Car and truck ferries to and from Calais, Boulogne and Dunkirk, disrupted for two days, were operating normally by yesterday afternoon. The build-up of cars and trucks on both sides of the Channel rapidly diminished during the day but the dispute may not be over.
Fishermen from northern French ports appeared to be split last night. Some were reluctantly prepared to accept a cash pay-off from Paris. Others were determined to continue their demands for higher quotas, or catch limits, for cod and sole.
They warned that they intended to move their protests on-shore, which, in previous years, has involved attempts to barricade access to the Channel Tunnel. Bruno Dachicourt, of the trawlermen's section of the CFTC union federation, said: "The (blockading) boats are moving because we need everyone on land now... We are going to change the nature of our protests."
Ferry companies welcomed the lifting of the sea blockade but complained that fishermen's protests were becoming almost an annual event in northern France. They demanded that the French government should take a harder line.
Chris Laming, a spokesman for P&O Ferries, said: "France has a legal obligation under the EU treaty to keep that border open for the free movement of goods and people. They simply don't live up to their responsibilities."
The signs of a softening of the protests – or a split in the fishermen's ranks – followed an offer by the French agriculture and fisheries minister, Michel Barnier, of a €4m (£3.5m) subsidy to be divided between boats which have used up their quotas. He also promised to start talks with other EU nations on quota "swaps" to allow French boats to catch more sole.
The ferry companies also took legal action. An injunction against the blockades granted by a court in Boulogne-sur-Mer on Wednesday could have cost the fishermen's unions thousands of euros for each hour the ports were shut.
The protests have involved small, family-run boats from the Pas de Calais.

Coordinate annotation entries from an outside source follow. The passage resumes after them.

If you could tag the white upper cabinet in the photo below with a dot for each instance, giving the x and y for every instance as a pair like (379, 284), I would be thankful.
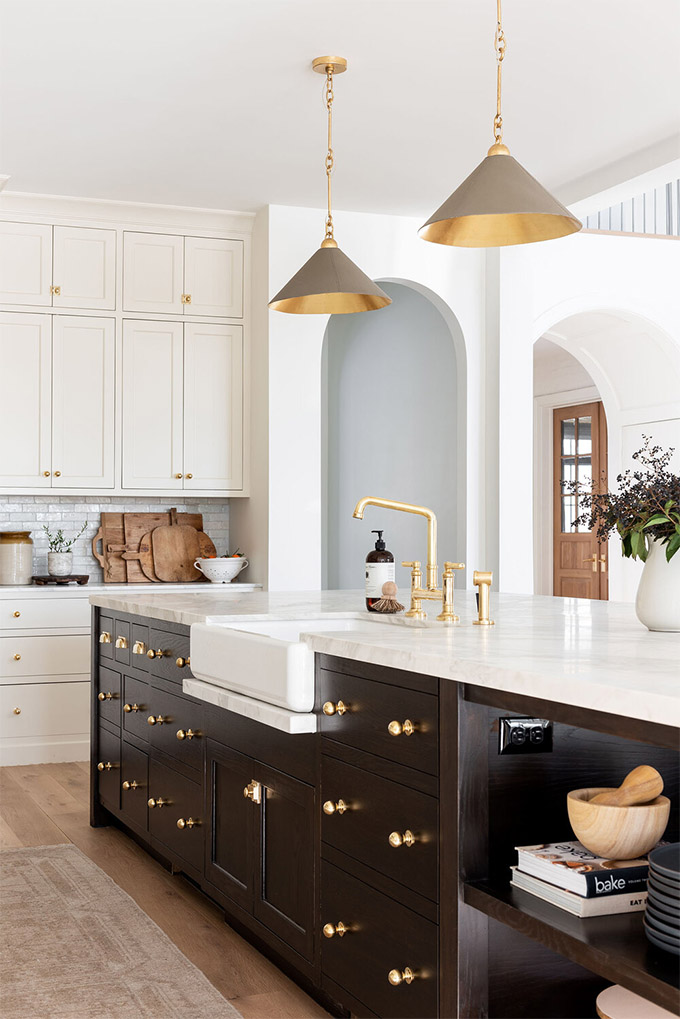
(152, 405)
(152, 272)
(83, 387)
(213, 277)
(171, 274)
(84, 273)
(213, 407)
(25, 264)
(24, 400)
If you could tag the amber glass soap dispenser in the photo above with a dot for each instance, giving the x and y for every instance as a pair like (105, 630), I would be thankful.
(379, 568)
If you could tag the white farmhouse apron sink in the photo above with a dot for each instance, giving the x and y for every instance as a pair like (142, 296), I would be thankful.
(265, 658)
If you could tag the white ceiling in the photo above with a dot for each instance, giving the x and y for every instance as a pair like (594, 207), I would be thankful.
(212, 103)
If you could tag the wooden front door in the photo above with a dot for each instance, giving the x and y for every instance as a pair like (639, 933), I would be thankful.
(580, 568)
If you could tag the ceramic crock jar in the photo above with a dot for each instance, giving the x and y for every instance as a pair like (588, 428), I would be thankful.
(15, 557)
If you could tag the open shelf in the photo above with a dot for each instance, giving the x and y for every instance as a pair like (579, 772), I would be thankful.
(614, 947)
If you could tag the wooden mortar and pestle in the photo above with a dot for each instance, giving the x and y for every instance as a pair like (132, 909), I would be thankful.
(621, 823)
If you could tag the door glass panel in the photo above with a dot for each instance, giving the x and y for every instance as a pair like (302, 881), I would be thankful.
(584, 436)
(569, 436)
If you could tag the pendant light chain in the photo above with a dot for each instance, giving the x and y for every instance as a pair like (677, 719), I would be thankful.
(500, 46)
(328, 96)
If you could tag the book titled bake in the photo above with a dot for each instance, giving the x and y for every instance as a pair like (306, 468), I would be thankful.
(570, 865)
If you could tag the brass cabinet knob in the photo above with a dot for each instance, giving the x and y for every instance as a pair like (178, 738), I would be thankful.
(330, 708)
(190, 822)
(397, 976)
(397, 839)
(401, 729)
(253, 791)
(329, 807)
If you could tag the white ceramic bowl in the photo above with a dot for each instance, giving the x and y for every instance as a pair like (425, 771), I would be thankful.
(221, 571)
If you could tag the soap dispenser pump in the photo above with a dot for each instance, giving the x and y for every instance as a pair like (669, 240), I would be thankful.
(379, 569)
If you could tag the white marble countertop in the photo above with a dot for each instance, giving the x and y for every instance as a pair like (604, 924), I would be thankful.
(592, 654)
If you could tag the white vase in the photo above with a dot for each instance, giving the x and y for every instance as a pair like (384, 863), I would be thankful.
(59, 564)
(658, 601)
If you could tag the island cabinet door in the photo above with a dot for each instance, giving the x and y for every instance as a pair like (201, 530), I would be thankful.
(284, 890)
(229, 864)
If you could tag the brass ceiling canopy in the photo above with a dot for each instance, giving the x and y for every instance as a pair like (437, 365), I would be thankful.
(500, 203)
(329, 282)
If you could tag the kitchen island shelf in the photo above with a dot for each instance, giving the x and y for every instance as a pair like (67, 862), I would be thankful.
(613, 947)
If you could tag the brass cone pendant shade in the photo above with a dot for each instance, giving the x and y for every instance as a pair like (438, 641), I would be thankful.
(500, 203)
(329, 282)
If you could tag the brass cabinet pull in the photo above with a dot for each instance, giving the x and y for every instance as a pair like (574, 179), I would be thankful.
(330, 708)
(253, 791)
(406, 975)
(329, 807)
(397, 839)
(398, 729)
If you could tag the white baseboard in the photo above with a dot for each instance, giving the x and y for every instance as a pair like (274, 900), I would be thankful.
(44, 749)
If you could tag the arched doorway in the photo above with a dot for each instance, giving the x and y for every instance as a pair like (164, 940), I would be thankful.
(393, 426)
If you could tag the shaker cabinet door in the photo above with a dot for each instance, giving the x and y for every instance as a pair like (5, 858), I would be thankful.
(84, 272)
(213, 407)
(214, 277)
(24, 400)
(152, 405)
(83, 385)
(152, 273)
(25, 264)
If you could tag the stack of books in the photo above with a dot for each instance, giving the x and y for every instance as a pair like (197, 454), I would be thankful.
(568, 875)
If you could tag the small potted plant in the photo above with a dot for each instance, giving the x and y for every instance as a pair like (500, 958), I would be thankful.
(60, 556)
(645, 515)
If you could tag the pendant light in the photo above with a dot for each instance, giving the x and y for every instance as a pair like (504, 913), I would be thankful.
(500, 203)
(329, 283)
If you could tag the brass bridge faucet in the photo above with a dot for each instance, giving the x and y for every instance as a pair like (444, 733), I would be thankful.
(430, 591)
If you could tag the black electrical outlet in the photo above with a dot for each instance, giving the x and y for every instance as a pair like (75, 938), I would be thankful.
(525, 736)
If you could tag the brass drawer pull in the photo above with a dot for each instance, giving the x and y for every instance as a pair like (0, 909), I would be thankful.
(406, 975)
(253, 791)
(329, 807)
(398, 729)
(190, 822)
(330, 708)
(408, 839)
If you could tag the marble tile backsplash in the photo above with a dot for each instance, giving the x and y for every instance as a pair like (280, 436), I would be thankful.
(30, 513)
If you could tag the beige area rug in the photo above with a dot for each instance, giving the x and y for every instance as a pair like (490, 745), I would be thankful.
(74, 946)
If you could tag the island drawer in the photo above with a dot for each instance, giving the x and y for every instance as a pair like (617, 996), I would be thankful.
(108, 695)
(178, 823)
(377, 813)
(136, 706)
(384, 937)
(377, 717)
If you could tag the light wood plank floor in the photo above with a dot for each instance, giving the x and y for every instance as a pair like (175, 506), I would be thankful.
(46, 804)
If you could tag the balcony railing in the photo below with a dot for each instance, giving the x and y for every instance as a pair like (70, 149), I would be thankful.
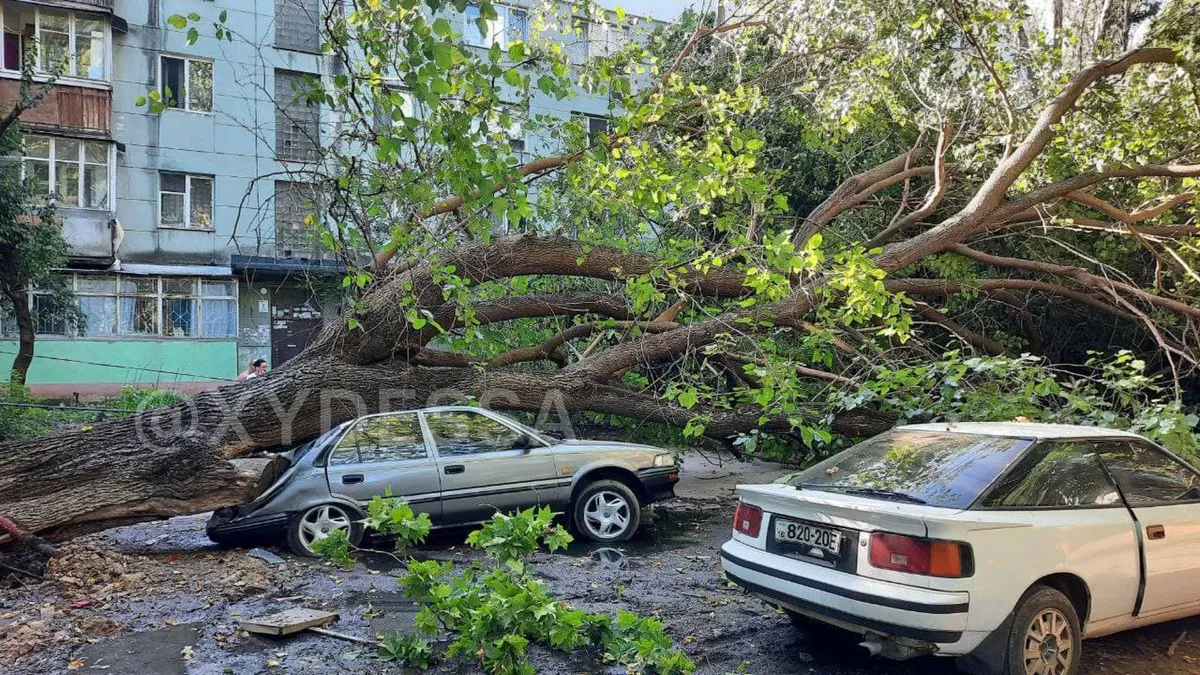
(87, 5)
(75, 108)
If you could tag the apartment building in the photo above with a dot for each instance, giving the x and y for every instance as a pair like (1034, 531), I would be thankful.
(187, 249)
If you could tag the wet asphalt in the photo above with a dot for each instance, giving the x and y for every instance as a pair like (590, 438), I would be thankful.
(671, 571)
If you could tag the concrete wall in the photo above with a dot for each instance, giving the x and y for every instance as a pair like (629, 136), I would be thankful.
(111, 364)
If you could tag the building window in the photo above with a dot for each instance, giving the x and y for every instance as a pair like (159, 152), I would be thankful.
(294, 237)
(48, 320)
(147, 306)
(298, 25)
(594, 125)
(67, 43)
(186, 84)
(595, 40)
(297, 121)
(185, 201)
(393, 106)
(505, 125)
(510, 24)
(75, 171)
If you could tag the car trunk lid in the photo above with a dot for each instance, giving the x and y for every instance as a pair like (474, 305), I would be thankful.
(845, 511)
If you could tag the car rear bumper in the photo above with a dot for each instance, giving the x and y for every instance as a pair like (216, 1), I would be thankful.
(229, 526)
(659, 483)
(937, 619)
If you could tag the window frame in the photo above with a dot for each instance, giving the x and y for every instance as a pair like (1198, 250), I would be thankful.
(535, 440)
(185, 106)
(81, 163)
(1018, 463)
(72, 36)
(418, 425)
(499, 31)
(160, 296)
(283, 113)
(1151, 447)
(187, 201)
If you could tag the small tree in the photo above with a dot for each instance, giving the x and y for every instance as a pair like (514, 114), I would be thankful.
(31, 246)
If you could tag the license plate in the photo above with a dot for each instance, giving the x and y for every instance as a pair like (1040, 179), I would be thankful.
(808, 535)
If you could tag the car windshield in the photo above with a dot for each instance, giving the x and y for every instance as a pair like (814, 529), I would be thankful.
(934, 467)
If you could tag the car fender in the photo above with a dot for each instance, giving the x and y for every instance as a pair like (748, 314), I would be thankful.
(589, 470)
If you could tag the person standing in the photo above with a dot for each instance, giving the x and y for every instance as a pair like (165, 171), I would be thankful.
(257, 369)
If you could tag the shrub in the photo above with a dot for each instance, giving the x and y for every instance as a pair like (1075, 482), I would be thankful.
(495, 609)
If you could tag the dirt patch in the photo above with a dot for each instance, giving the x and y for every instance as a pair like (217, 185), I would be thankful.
(88, 583)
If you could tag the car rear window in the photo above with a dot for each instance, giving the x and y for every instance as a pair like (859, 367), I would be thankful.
(935, 467)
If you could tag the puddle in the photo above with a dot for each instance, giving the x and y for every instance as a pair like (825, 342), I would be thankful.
(151, 652)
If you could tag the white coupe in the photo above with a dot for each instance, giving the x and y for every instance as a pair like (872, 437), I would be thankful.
(1001, 543)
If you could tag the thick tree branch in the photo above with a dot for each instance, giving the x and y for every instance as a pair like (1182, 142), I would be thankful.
(1131, 217)
(1093, 281)
(550, 348)
(976, 340)
(940, 287)
(931, 202)
(845, 192)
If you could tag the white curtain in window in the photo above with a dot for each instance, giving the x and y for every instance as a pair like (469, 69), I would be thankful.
(100, 312)
(220, 318)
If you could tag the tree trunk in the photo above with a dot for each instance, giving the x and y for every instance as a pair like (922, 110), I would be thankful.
(177, 460)
(21, 364)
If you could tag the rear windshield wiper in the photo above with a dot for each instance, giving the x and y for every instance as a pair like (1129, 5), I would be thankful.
(863, 490)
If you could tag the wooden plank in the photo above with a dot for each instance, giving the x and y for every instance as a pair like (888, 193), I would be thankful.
(288, 621)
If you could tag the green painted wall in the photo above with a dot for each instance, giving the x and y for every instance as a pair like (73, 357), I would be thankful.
(136, 360)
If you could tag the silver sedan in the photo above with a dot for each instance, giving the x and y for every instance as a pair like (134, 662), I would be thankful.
(460, 465)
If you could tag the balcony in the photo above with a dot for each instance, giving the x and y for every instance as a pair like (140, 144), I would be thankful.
(85, 5)
(66, 108)
(91, 234)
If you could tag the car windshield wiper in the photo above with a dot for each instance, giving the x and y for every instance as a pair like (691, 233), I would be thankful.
(863, 490)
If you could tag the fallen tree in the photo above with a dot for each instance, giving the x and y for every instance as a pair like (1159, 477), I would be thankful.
(711, 335)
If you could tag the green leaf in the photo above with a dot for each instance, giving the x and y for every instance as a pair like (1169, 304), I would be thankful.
(443, 55)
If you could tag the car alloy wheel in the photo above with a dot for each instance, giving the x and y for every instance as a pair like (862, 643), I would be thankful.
(606, 514)
(319, 523)
(1049, 644)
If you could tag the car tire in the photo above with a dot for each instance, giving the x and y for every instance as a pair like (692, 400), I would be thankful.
(606, 511)
(1044, 623)
(316, 523)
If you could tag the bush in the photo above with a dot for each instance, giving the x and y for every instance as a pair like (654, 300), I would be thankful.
(18, 422)
(496, 608)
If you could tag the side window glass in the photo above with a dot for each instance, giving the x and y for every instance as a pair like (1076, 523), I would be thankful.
(468, 432)
(1056, 475)
(1147, 476)
(346, 452)
(391, 437)
(382, 438)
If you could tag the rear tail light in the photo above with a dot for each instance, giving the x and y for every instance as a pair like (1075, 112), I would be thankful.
(915, 555)
(748, 519)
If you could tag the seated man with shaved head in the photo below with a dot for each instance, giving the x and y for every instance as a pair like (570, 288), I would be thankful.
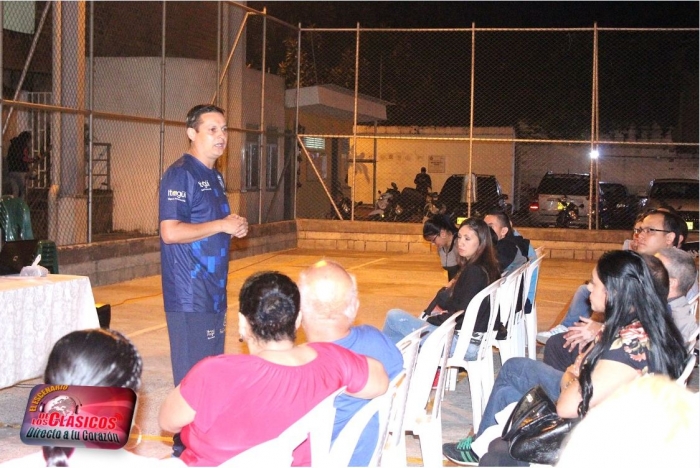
(329, 306)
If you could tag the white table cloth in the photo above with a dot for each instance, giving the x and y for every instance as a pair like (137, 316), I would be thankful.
(34, 313)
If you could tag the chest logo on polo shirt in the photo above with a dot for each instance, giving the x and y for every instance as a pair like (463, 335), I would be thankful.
(177, 195)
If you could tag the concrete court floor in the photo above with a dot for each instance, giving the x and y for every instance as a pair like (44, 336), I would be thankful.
(386, 280)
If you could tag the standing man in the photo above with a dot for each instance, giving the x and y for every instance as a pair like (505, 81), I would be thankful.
(196, 226)
(329, 306)
(423, 181)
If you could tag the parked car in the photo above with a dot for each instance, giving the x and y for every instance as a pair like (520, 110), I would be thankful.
(620, 208)
(486, 194)
(556, 188)
(679, 194)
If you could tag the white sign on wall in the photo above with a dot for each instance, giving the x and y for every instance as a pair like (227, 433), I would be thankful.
(436, 164)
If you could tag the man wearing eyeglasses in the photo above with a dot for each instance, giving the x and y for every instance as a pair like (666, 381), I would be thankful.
(659, 229)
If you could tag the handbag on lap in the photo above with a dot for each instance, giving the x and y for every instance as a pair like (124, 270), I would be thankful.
(534, 431)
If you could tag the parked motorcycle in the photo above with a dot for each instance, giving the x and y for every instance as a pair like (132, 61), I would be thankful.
(386, 204)
(568, 212)
(432, 206)
(344, 205)
(409, 205)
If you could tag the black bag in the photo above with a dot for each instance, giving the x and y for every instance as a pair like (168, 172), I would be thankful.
(534, 430)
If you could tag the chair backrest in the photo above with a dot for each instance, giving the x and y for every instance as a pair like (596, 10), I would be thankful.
(433, 354)
(409, 347)
(512, 315)
(689, 365)
(383, 406)
(15, 219)
(540, 251)
(49, 255)
(316, 424)
(530, 279)
(465, 333)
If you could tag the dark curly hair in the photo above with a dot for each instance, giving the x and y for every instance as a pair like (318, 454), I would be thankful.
(269, 301)
(97, 357)
(630, 280)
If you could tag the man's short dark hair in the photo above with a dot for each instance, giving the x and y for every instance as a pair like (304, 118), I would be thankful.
(196, 112)
(502, 217)
(673, 223)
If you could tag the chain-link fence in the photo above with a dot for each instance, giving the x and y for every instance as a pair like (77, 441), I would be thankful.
(324, 123)
(559, 127)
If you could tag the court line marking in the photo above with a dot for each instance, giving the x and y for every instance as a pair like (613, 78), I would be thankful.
(147, 330)
(368, 263)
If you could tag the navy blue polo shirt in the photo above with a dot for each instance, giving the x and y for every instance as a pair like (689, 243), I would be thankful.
(194, 274)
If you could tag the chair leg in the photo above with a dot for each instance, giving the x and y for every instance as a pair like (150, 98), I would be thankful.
(452, 378)
(431, 443)
(531, 331)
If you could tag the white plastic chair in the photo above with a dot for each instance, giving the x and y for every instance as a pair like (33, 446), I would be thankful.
(514, 343)
(394, 451)
(689, 365)
(539, 251)
(344, 445)
(480, 371)
(422, 418)
(532, 274)
(316, 424)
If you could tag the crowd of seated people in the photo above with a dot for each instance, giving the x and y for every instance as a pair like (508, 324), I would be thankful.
(218, 406)
(637, 337)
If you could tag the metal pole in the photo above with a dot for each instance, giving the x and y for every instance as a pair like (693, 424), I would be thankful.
(2, 150)
(597, 128)
(591, 170)
(161, 156)
(354, 123)
(262, 153)
(218, 50)
(91, 105)
(296, 125)
(471, 126)
(35, 40)
(230, 57)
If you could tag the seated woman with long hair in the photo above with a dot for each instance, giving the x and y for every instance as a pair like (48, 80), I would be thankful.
(100, 358)
(638, 337)
(229, 403)
(442, 232)
(479, 268)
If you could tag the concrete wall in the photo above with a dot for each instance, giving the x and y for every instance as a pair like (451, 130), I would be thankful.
(116, 261)
(399, 160)
(123, 260)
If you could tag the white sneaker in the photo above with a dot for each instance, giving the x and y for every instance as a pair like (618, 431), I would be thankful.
(542, 337)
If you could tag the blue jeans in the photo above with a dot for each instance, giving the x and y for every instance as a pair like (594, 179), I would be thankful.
(399, 323)
(517, 376)
(580, 306)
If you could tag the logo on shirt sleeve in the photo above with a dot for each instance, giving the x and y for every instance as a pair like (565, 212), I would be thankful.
(177, 195)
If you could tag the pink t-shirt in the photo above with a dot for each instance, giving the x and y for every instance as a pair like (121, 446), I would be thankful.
(243, 400)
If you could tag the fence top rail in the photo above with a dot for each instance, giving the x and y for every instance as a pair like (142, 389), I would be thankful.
(418, 30)
(371, 136)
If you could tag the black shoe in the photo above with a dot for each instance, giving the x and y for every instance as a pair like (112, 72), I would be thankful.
(502, 332)
(178, 446)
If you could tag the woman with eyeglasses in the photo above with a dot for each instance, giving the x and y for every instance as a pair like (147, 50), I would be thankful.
(441, 231)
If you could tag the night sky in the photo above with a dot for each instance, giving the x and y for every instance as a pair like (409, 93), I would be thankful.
(485, 14)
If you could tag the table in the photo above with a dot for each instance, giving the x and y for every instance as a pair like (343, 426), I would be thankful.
(34, 313)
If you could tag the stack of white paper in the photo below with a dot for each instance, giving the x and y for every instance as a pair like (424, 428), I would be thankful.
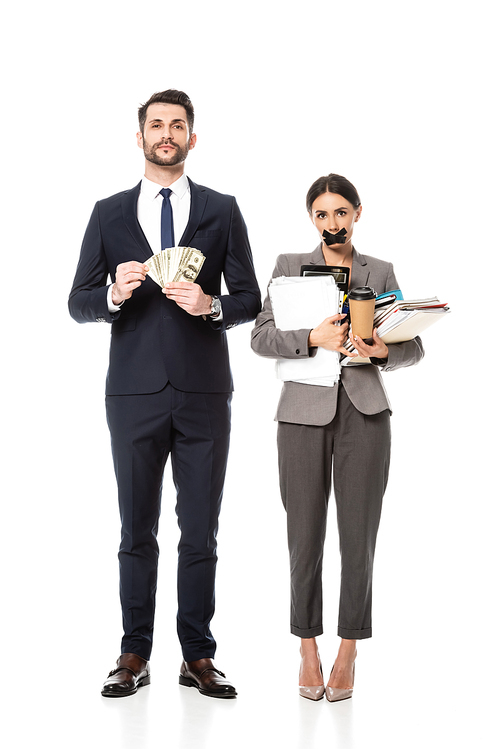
(300, 302)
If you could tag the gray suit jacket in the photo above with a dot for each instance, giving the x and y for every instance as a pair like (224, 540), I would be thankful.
(313, 404)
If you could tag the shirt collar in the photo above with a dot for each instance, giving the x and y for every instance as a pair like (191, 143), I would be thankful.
(151, 189)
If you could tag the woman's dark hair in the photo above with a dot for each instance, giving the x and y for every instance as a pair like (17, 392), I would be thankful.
(332, 183)
(171, 96)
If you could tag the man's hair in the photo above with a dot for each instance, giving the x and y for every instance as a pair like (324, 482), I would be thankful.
(332, 183)
(170, 96)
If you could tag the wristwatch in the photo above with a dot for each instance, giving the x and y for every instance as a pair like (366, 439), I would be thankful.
(216, 307)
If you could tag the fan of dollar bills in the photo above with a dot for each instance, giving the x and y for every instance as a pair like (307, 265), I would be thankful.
(175, 264)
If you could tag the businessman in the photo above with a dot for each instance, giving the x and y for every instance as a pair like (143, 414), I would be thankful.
(169, 385)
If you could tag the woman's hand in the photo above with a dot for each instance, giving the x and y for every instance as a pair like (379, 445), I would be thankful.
(378, 350)
(330, 336)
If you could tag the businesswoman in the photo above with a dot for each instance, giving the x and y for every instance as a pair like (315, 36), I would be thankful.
(345, 426)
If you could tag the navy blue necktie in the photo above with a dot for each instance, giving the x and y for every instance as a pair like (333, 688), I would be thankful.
(167, 220)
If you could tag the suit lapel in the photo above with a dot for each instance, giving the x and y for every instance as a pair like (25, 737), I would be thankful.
(129, 211)
(196, 211)
(360, 272)
(317, 257)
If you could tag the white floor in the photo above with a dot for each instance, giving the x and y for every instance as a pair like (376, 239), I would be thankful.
(422, 696)
(402, 710)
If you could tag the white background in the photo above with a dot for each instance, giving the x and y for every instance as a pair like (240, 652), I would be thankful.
(401, 99)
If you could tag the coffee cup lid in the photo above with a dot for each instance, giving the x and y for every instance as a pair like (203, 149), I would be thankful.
(362, 293)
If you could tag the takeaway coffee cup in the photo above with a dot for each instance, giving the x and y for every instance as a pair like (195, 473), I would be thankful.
(361, 308)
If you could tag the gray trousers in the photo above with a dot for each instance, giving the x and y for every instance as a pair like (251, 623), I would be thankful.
(359, 447)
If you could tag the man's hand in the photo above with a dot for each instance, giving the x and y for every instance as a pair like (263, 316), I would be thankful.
(330, 336)
(129, 276)
(190, 297)
(378, 350)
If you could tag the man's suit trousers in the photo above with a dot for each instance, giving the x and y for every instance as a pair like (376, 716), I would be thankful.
(359, 447)
(194, 429)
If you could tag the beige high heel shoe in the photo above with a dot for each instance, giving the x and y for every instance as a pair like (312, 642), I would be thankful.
(336, 695)
(313, 693)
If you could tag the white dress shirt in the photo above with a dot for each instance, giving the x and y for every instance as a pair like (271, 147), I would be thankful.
(149, 207)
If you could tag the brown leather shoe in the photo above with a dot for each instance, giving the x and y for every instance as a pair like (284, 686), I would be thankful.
(131, 672)
(206, 678)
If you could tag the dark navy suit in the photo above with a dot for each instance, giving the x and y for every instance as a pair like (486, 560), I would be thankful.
(168, 391)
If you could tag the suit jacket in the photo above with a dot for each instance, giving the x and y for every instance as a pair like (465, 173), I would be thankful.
(313, 404)
(153, 340)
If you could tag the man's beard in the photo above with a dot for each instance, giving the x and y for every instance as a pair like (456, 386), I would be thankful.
(176, 157)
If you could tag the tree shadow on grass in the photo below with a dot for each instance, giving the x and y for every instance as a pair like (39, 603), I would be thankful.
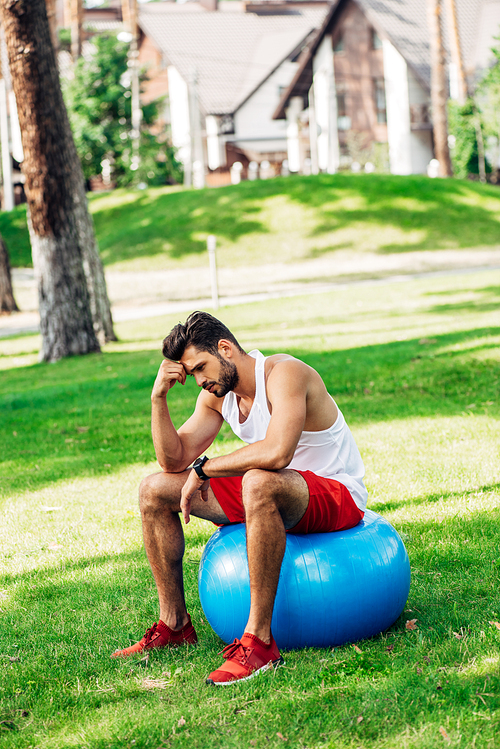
(67, 622)
(443, 214)
(90, 416)
(432, 214)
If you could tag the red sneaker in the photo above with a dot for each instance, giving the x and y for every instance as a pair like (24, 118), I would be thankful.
(246, 658)
(161, 636)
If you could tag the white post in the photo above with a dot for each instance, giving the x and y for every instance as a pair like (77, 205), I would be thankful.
(211, 244)
(8, 189)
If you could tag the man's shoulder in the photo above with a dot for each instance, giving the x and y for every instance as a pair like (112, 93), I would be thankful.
(284, 365)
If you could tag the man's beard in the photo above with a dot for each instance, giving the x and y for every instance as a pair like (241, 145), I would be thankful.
(228, 378)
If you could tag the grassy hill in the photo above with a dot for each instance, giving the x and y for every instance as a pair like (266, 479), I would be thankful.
(283, 220)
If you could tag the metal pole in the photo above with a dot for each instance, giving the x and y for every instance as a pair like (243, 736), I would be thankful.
(211, 244)
(8, 190)
(134, 86)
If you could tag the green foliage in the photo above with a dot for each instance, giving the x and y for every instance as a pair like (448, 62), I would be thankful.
(483, 111)
(99, 107)
(462, 126)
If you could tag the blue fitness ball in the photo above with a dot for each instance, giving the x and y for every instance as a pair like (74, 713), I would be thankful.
(333, 587)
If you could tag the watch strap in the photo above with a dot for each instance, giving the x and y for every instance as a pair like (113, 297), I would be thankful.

The boat owners complain that, despite a 25 per cent increase in the EU cod catch in 2008 and a 30 per cent increase in 2009, they have been left with inadequate quotas. Many trawlers had already exhausted their permitted catches of cod and sole for the whole of this year by early April.
The fishermen's leaders complain that too much of the French share of the EU catch has gone to bigger boats and fishing companies in other French ports. The government says that it has followed the EU and scientific advice on the amount of fish available.
After a stormy mass meeting of fishermen in Boulogne yesterday, some appeared ready to give up their action. Others insisted the protests must go on.
Pascal Wacogne, who employs six men on his trawler, L'Arc-en-ciel, said his turnover had fallen by 25 per cent in 2008 and by 40 per cent in the first three months of this year. "We have to continue the protests. We can't go on as we are," he said. "I lose as much money if my boat goes to sea as if it stays tied up in harbour."
Judith Blatch, 47, a holidaymaker from Sudbury in Suffolk, said: "It's not good for British tourists anyway because of the rate of the Euro. With the fishermen blockading the ports it does put you off France."